Best Guide for CHL Texas beginners
Saturday, March 31, 2012 6:18:18 AM
Permalink
Texas considering disguised . handguns on campus
Texas lawmakers are weighing a bill that will allow professors and students to hold concealed weapons on university campuses. Before the voting commences, a public meeting to the measure will be announced soon on the legislature's site, searchable just by #sb354.
"This is concerning self-defense, " said San Antonio Republican Sen. Barry Wentworth, the legislation's recruit. "It's about protecting lives of students who are totally vulnerable and defenseless and capable to be picked off by a deranged shooter, as was the case in Virginia. "
Wentworth is referring to the April 2007 massacre with Virginia Tech when college student Seung-Hui Cho shot 32 people to death. All except two were killed in classrooms in a single on-campus building. Cho fully commited suicide as authorities neared. He had purchased the handguns applied to the massacre legally. (Discover CNN. com's special coverage with the Virginia Tech tragedy.)
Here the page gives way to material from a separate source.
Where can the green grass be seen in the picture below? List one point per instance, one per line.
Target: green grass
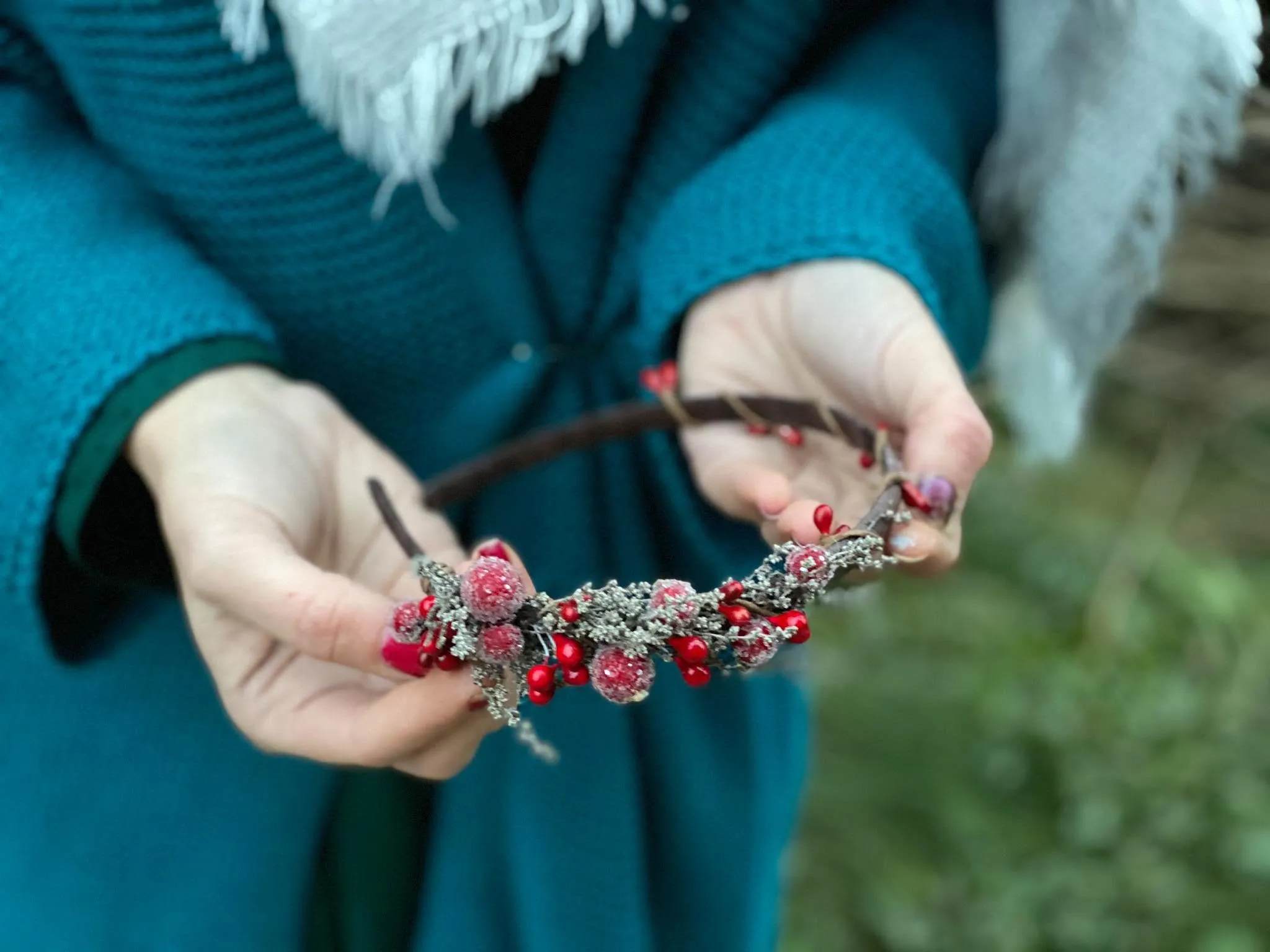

Virginia Tech is a deadliest school shooting with U. S. history. The second-deadliest happened within 1966 when Charles Whitman killed 16 people and wounded 31 in the University of Texas with Austin. A student together with former U. S. Maritime, Whitman picked off a number his victims from his perch within a campus tower. Most just lately in Texas, a student fired a great assault rifle in September at the University of Texas. He killed himself, but nobody else was hurt.
"The Va shooter was mentally deranged. The people who can carry weapons on campus, when this passes, would end up licensed, and therefore entirely trained, " he said. "To get a permit in Texas, you ought to be 21, go through a 10-hour course and distribute an exam, and move out on a shooting range with a handgun and pass a test.
One would have to endure a criminal background check and pay a fee greater than $100, Wentworth said. "People do not lightly apply for the required permits, " he said. "We can have responsible, trained people there inside classroom. "
Opponents with the bill are concerned that more guns means more violence. Critics involve two Virginia Tech scholars who barely escaped Cho's rampage.
"I was there that day. It's the craziest day of my life with one person walking around with two guns, " Colin Goddard told reporters last week when he spoke out against the bill at the Florida Capitol. "I can't even imagine what it might have been like with multiple students and multiple guns. "
Goddard has been shot four times together with survived by playing dead. He wrote about his opposition to guns on campus for CNN. com within January.
Former Tech student John Woods, whose girlfriend was killed in the shooting, joined Goddard in Texas to speak about he, too, is against the bill.
chl texas, concealed carry texas, concealed carry texas
Texas considering disguised . handguns on campus
Texas lawmakers are weighing a bill that will allow professors and students to hold concealed weapons on university campuses. Before the voting commences, a public meeting to the measure will be announced soon on the legislature's site, searchable just by #sb354.
"This is concerning self-defense, " said San Antonio Republican Sen. Barry Wentworth, the legislation's recruit. "It's about protecting lives of students who are totally vulnerable and defenseless and capable to be picked off by a deranged shooter, as was the case in Virginia. "
Wentworth is referring to the April 2007 massacre with Virginia Tech when college student Seung-Hui Cho shot 32 people to death. All except two were killed in classrooms in a single on-campus building. Cho fully commited suicide as authorities neared. He had purchased the handguns applied to the massacre legally. (Discover CNN. com's special coverage with the Virginia Tech tragedy.)
Virginia Tech is a deadliest school shooting with U. S. history. The second-deadliest happened within 1966 when Charles Whitman killed 16 people and wounded 31 in the University of Texas with Austin. A student together with former U. S. Maritime, Whitman picked off a number his victims from his perch within a campus tower. Most just lately in Texas, a student fired a great assault rifle in September at the University of Texas. He killed himself, but nobody else was hurt.
"The Va shooter was mentally deranged. The people who can carry weapons on campus, when this passes, would end up licensed, and therefore entirely trained, " he said. "To get a permit in Texas, you ought to be 21, go through a 10-hour course and distribute an exam, and move out on a shooting range with a handgun and pass a test.
One would have to endure a criminal background check and pay a fee greater than $100, Wentworth said. "People do not lightly apply for the required permits, " he said. "We can have responsible, trained people there inside classroom. "
Opponents with the bill are concerned that more guns means more violence. Critics involve two Virginia Tech scholars who barely escaped Cho's rampage.
"I was there that day. It's the craziest day of my life with one person walking around with two guns, " Colin Goddard told reporters last week when he spoke out against the bill at the Florida Capitol. "I can't even imagine what it might have been like with multiple students and multiple guns. "
Goddard has been shot four times together with survived by playing dead. He wrote about his opposition to guns on campus for CNN. com within January.
Former Tech student John Woods, whose girlfriend was killed in the shooting, joined Goddard in Texas to speak about he, too, is against the bill.